Acórdão do Supremo Tribunal de Justiça
Processo:
01B1023
Nº Convencional: JSTJ00041247
Relator: ARAÚJO BARROS
Descritores: CONTRATO-PROMESSA DE COMPRA E VENDA
RECONHECIMENTO NOTARIAL
LICENÇA DE UTILIZAÇÃO
LICENÇA DE CONSTRUÇÃO
NULIDADE
ANULABILIDADE
ABUSO DE DIREITO
VENIRE CONTRA FACTUM PROPRIUM
FALTA DE FORMA LEGAL
RECONSTITUIÇÃO NATURAL
Nº do Documento: SJ200105010010232
Data do Acordão: 05/01/2001
Votação: UNANIMIDADE
Tribunal Recurso: T REL PORTO
Processo no Tribunal Recurso: 1249/00
Data: 11/09/2000
Texto Integral: N
Privacidade: 1
Meio Processual: REVISTA.
Decisão: NEGADA A REVISTA.
Área Temática: DIR CIV - DIR OBG / DIR CONTRAT.
Legislação Nacional: CCIV66 ARTIGO 220 ARTIGO 334 ARTIGO 410 N3.
Jurisprudência Nacional: ACÓRDÃO STJ DE 1999/04/27 IN CJSTJ ANOVII T2 PAG60.

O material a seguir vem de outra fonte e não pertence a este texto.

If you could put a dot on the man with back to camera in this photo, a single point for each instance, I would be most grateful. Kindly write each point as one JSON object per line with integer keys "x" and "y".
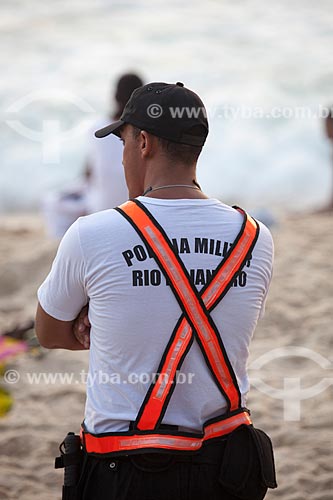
{"x": 175, "y": 283}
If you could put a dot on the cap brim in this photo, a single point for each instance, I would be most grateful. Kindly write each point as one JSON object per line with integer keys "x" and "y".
{"x": 110, "y": 129}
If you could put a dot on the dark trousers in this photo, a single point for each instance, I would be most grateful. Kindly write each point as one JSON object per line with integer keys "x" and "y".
{"x": 155, "y": 476}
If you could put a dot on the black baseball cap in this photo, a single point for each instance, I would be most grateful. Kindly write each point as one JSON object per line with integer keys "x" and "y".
{"x": 170, "y": 111}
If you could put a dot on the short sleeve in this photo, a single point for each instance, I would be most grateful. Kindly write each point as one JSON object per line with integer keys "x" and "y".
{"x": 63, "y": 293}
{"x": 267, "y": 258}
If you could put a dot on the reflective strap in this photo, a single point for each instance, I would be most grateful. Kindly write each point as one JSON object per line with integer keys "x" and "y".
{"x": 195, "y": 310}
{"x": 226, "y": 273}
{"x": 117, "y": 443}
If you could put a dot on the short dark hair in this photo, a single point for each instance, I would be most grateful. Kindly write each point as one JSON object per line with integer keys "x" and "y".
{"x": 175, "y": 151}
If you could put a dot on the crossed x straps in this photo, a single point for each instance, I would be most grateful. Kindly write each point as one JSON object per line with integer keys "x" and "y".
{"x": 196, "y": 321}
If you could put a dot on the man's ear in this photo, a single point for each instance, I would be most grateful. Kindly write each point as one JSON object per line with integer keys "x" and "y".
{"x": 146, "y": 143}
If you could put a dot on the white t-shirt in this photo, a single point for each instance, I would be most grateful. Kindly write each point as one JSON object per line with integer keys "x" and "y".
{"x": 133, "y": 311}
{"x": 106, "y": 187}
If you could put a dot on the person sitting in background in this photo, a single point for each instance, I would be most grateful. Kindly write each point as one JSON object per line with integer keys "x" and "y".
{"x": 104, "y": 184}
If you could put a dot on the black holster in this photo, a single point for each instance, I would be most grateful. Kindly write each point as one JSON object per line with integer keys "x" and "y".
{"x": 248, "y": 468}
{"x": 71, "y": 460}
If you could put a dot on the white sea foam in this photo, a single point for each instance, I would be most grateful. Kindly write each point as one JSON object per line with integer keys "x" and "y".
{"x": 234, "y": 54}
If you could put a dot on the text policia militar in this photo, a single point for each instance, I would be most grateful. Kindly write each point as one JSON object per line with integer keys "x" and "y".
{"x": 154, "y": 277}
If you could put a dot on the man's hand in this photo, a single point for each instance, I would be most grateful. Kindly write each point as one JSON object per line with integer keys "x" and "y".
{"x": 81, "y": 328}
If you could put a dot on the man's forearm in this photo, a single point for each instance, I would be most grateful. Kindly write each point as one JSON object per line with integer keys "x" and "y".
{"x": 55, "y": 334}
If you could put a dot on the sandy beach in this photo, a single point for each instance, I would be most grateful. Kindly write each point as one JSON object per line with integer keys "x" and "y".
{"x": 290, "y": 366}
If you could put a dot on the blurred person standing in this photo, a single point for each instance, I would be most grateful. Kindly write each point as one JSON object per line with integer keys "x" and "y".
{"x": 163, "y": 277}
{"x": 329, "y": 134}
{"x": 104, "y": 184}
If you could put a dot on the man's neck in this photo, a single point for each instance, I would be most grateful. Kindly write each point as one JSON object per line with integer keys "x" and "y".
{"x": 172, "y": 182}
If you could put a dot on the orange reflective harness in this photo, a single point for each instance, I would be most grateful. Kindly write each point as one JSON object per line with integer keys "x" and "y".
{"x": 195, "y": 322}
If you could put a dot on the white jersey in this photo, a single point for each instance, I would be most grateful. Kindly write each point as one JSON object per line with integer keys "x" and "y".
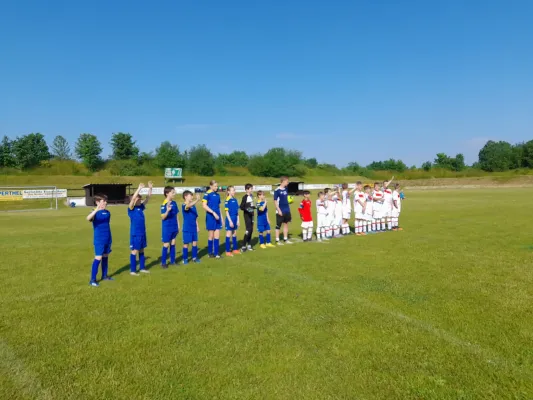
{"x": 359, "y": 197}
{"x": 396, "y": 197}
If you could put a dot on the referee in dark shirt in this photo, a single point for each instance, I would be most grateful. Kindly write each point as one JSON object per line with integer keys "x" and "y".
{"x": 248, "y": 207}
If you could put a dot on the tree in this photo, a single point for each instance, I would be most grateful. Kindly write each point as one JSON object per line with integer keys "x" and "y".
{"x": 6, "y": 153}
{"x": 123, "y": 146}
{"x": 88, "y": 150}
{"x": 201, "y": 161}
{"x": 427, "y": 166}
{"x": 29, "y": 150}
{"x": 495, "y": 156}
{"x": 61, "y": 148}
{"x": 168, "y": 155}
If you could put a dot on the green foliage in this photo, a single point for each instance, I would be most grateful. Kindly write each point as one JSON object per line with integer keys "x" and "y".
{"x": 60, "y": 148}
{"x": 168, "y": 155}
{"x": 88, "y": 150}
{"x": 7, "y": 160}
{"x": 29, "y": 150}
{"x": 123, "y": 146}
{"x": 496, "y": 156}
{"x": 201, "y": 161}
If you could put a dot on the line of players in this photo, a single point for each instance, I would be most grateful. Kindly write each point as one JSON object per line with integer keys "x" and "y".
{"x": 373, "y": 212}
{"x": 376, "y": 210}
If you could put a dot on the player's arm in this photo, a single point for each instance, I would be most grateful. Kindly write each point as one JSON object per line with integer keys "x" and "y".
{"x": 150, "y": 187}
{"x": 135, "y": 196}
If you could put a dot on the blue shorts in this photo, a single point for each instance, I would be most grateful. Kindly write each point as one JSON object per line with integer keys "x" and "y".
{"x": 211, "y": 224}
{"x": 137, "y": 242}
{"x": 169, "y": 236}
{"x": 102, "y": 248}
{"x": 263, "y": 228}
{"x": 189, "y": 237}
{"x": 234, "y": 220}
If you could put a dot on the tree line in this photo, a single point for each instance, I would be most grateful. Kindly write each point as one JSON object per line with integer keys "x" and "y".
{"x": 31, "y": 151}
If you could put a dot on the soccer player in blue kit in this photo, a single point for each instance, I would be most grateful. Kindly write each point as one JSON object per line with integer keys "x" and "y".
{"x": 213, "y": 222}
{"x": 138, "y": 229}
{"x": 283, "y": 210}
{"x": 231, "y": 206}
{"x": 190, "y": 227}
{"x": 170, "y": 226}
{"x": 100, "y": 218}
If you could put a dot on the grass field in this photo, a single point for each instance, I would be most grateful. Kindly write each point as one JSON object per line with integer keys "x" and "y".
{"x": 442, "y": 310}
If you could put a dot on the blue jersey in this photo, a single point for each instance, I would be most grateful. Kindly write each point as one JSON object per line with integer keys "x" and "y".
{"x": 282, "y": 197}
{"x": 189, "y": 219}
{"x": 170, "y": 224}
{"x": 232, "y": 206}
{"x": 213, "y": 201}
{"x": 137, "y": 226}
{"x": 102, "y": 230}
{"x": 262, "y": 216}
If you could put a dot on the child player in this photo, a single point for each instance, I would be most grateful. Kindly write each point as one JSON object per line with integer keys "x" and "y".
{"x": 307, "y": 218}
{"x": 263, "y": 222}
{"x": 213, "y": 221}
{"x": 100, "y": 217}
{"x": 231, "y": 206}
{"x": 170, "y": 226}
{"x": 138, "y": 229}
{"x": 397, "y": 207}
{"x": 370, "y": 223}
{"x": 321, "y": 217}
{"x": 359, "y": 208}
{"x": 190, "y": 227}
{"x": 248, "y": 210}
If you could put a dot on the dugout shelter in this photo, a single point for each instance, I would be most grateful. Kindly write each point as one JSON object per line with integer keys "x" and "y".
{"x": 117, "y": 193}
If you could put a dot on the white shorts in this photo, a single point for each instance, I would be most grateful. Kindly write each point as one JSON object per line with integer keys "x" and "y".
{"x": 321, "y": 220}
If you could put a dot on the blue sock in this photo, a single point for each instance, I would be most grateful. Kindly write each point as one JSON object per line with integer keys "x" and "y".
{"x": 105, "y": 265}
{"x": 164, "y": 256}
{"x": 172, "y": 254}
{"x": 133, "y": 263}
{"x": 94, "y": 271}
{"x": 141, "y": 261}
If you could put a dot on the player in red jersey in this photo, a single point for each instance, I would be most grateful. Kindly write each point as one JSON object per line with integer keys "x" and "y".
{"x": 307, "y": 217}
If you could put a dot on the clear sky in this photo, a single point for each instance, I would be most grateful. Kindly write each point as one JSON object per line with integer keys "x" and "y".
{"x": 339, "y": 80}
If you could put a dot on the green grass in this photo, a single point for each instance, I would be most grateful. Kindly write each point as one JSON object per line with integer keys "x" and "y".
{"x": 441, "y": 310}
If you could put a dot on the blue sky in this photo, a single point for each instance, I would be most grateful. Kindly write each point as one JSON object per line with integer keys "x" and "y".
{"x": 339, "y": 80}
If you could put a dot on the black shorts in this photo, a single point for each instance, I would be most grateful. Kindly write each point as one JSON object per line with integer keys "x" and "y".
{"x": 283, "y": 219}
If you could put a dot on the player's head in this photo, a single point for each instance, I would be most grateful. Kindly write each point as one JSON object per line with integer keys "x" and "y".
{"x": 213, "y": 185}
{"x": 187, "y": 195}
{"x": 169, "y": 192}
{"x": 100, "y": 199}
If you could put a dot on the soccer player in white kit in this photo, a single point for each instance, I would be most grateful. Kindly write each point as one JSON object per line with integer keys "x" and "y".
{"x": 359, "y": 202}
{"x": 346, "y": 208}
{"x": 321, "y": 217}
{"x": 396, "y": 208}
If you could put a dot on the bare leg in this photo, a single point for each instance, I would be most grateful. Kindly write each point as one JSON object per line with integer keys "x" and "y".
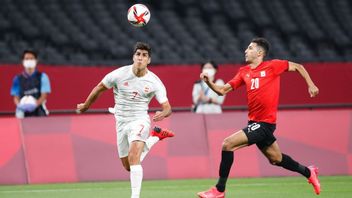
{"x": 136, "y": 173}
{"x": 230, "y": 144}
{"x": 275, "y": 157}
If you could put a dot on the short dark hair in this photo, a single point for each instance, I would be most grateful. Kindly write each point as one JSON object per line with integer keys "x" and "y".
{"x": 263, "y": 43}
{"x": 29, "y": 51}
{"x": 212, "y": 63}
{"x": 142, "y": 46}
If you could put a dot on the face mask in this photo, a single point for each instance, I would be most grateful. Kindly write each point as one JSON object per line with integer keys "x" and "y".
{"x": 210, "y": 72}
{"x": 29, "y": 64}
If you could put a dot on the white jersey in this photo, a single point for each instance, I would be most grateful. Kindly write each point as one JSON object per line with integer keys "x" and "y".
{"x": 132, "y": 94}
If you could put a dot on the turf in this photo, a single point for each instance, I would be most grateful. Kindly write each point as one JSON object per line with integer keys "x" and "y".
{"x": 279, "y": 187}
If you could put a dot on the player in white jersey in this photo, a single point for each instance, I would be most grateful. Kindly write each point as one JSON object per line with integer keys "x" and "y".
{"x": 134, "y": 86}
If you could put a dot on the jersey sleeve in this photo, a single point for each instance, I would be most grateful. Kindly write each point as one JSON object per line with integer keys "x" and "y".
{"x": 15, "y": 88}
{"x": 45, "y": 84}
{"x": 111, "y": 79}
{"x": 279, "y": 66}
{"x": 160, "y": 92}
{"x": 236, "y": 81}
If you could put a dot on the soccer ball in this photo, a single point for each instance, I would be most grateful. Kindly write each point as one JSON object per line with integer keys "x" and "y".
{"x": 138, "y": 15}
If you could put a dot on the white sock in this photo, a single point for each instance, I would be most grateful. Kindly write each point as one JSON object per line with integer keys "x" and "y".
{"x": 148, "y": 144}
{"x": 136, "y": 177}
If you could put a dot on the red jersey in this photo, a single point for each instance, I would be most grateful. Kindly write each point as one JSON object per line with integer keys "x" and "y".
{"x": 263, "y": 88}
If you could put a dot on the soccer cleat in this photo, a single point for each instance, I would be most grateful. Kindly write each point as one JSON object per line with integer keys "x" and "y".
{"x": 313, "y": 179}
{"x": 161, "y": 133}
{"x": 211, "y": 193}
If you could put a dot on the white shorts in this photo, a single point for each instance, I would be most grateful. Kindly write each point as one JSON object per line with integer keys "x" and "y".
{"x": 128, "y": 132}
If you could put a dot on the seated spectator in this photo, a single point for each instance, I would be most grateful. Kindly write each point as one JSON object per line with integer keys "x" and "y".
{"x": 30, "y": 88}
{"x": 206, "y": 100}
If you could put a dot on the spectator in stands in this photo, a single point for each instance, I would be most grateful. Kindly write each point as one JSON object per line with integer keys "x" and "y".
{"x": 134, "y": 86}
{"x": 262, "y": 80}
{"x": 206, "y": 100}
{"x": 30, "y": 88}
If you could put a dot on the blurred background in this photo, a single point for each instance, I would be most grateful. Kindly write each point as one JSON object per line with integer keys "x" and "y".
{"x": 80, "y": 41}
{"x": 90, "y": 32}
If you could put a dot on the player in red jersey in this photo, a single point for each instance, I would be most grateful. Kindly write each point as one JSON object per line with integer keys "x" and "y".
{"x": 262, "y": 81}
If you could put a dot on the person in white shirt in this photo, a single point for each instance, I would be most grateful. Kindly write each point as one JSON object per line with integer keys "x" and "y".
{"x": 134, "y": 86}
{"x": 206, "y": 100}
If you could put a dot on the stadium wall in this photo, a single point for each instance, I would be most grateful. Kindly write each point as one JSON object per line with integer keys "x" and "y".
{"x": 72, "y": 84}
{"x": 75, "y": 148}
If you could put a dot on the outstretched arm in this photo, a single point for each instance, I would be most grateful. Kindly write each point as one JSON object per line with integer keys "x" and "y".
{"x": 94, "y": 94}
{"x": 219, "y": 89}
{"x": 312, "y": 89}
{"x": 166, "y": 112}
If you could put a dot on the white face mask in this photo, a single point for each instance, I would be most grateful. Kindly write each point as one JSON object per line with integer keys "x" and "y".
{"x": 209, "y": 71}
{"x": 29, "y": 64}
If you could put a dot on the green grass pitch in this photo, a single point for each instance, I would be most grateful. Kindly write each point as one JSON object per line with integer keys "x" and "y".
{"x": 278, "y": 187}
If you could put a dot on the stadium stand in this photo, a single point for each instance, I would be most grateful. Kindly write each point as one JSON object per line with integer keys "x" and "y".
{"x": 90, "y": 32}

ACÓRDÃO STJ DE 1999/03/13 IN BMJ N485 PAG375.
ACÓRDÃO STJ PROC293/00 DE 2000/05/16 7SEC.
ACÓRDÃO STJ PROC3189/00 DE 2000/11/28 1SEC.
ACÓRDÃO STJ DE 1998/02/05 IN BMJ N474 PAG435.
Sumário : I - O n.º 3 do artigo 410 do Código Civil teve em vista, fundamentalmente, estabelecer um controlo material destinado a evitar a celebração de contratos-promessa relativos a edificações clandestinas, no interesse e para protecção do futuro adquirente, bem como, exigindo o reconhecimento presencial das assinaturas, defender a posição do normalmente impugnado comprador, obrigando-o a mais aprofundadamente reflectir sobre o conteúdo da promessa outorgada.
II - A sanção aplicável à violação do preceito traduz-se numa simples anulabilidade posta ao serviço exclusivo do respectivo interessado, ou, quando muito, uma nulidade atípica, invocável a todo o tempo, mas posta também ao exclusivo serviço do mesmo interessado.
III - Se as partes contratantes declararam expressamente (no contrato) prescindir do reconhecimento notarial das respectivas assinaturas, renunciando ainda a invocar tal nulidade, a invocação subsequente de tal vício representa abuso de direito na modalidade de venire contra factum proprium.
IV - A violação do dano da confiança impondo a manutenção do contrato, não obstando a sua falta de forma, pode considerar-se como uma indemnização - uma das sanções do acto abusivo - mediante reconstituição natural.